Le cojo las manos y nuestros dedos experimentan un hormigueo ante el contacto. Parpadea y luego abre los ojos, asombrado al comprender el regalo mágico que le he entregado.

Lo suelto a regañadientes.

—Ahora puedes hacer lo que quieras.

—Lo que quiera —repite.

Asiento con la cabeza.

—Muy bien.

Cubre la escasa distancia que hay entre nosotros y deposita sus labios en los míos. Sus labios son suaves, pero su beso es firme. Dulcemente, pone una mano en mi nuca y acerca mi rostro al suyo con la otra. Me besa de nuevo, esta vez con mayor intensidad, aunque resulta igual de dulce. Necesito tanto esos labios que no consigo imaginar cómo podré vivir si no los saboreo para siempre. Quizás es así cómo las chicas caen; no en un delito de encantamiento perpetrado por un malvado irresponsable, sino en un gran enamoramiento antes y después en que no son más que víctimas inocentes sin voz. Quizá simplemente las besen y quieran devolver el beso. Puede que incluso sean ellas las que besen primero. ¿Y por qué no iban a hacerlo?

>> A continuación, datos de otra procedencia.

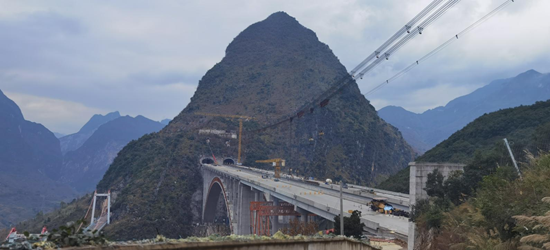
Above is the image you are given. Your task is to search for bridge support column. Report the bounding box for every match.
[295,207,309,222]
[271,197,280,234]
[238,183,255,235]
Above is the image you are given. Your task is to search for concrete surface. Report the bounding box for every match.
[64,238,381,250]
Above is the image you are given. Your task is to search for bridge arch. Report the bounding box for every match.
[200,157,214,164]
[223,157,237,165]
[203,177,233,232]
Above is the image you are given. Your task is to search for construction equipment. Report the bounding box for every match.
[195,112,254,165]
[256,158,285,181]
[367,197,409,218]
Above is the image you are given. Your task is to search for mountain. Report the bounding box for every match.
[0,91,74,228]
[10,12,414,239]
[378,70,550,153]
[59,115,165,192]
[53,132,66,139]
[160,119,172,125]
[378,100,550,193]
[59,111,120,155]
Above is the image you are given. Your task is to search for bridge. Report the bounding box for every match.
[201,158,409,240]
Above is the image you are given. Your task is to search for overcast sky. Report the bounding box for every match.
[0,0,550,134]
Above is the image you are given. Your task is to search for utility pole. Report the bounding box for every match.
[340,181,344,236]
[504,138,523,180]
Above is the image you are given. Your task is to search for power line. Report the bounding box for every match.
[252,0,460,132]
[364,0,514,96]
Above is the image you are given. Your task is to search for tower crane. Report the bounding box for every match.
[256,158,285,181]
[195,112,254,164]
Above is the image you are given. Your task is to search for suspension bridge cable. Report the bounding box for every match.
[364,0,514,96]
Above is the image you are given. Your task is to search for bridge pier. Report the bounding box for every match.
[294,206,309,223]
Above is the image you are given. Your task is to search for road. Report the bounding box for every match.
[210,165,408,235]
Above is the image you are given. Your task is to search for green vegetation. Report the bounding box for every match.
[378,101,550,193]
[412,155,550,250]
[8,12,414,240]
[416,101,550,164]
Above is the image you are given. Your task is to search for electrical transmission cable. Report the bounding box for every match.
[365,0,514,96]
[252,0,460,132]
[349,0,443,76]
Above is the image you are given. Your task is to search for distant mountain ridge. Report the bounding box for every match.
[0,90,75,228]
[59,112,165,192]
[59,111,120,155]
[10,12,414,239]
[378,70,550,153]
[378,100,550,193]
[0,90,165,229]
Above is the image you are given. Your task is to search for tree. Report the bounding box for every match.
[514,197,550,250]
[334,210,365,239]
[281,219,318,236]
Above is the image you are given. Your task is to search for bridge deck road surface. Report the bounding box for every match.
[231,166,409,212]
[210,165,409,235]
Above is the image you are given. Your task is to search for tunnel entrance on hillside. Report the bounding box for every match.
[203,182,229,226]
[223,158,235,165]
[201,157,214,164]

Cuento los besos: uno, dos, tres... ocho. Rápidamente, me aparto de él para recuperar el aliento y la compostura.

—Pero... puedes hacer todo lo que desees.

—Exactamente —contesta rozándome el cuello con la nariz.

—Pero —digo— puedes convertir las piedras en rubíes o montar en un elegante carruaje de caballero.

Kartik pone las manos a ambos lados de mi rostro.

—A cada uno lo suyo —contesta y me besa una vez más.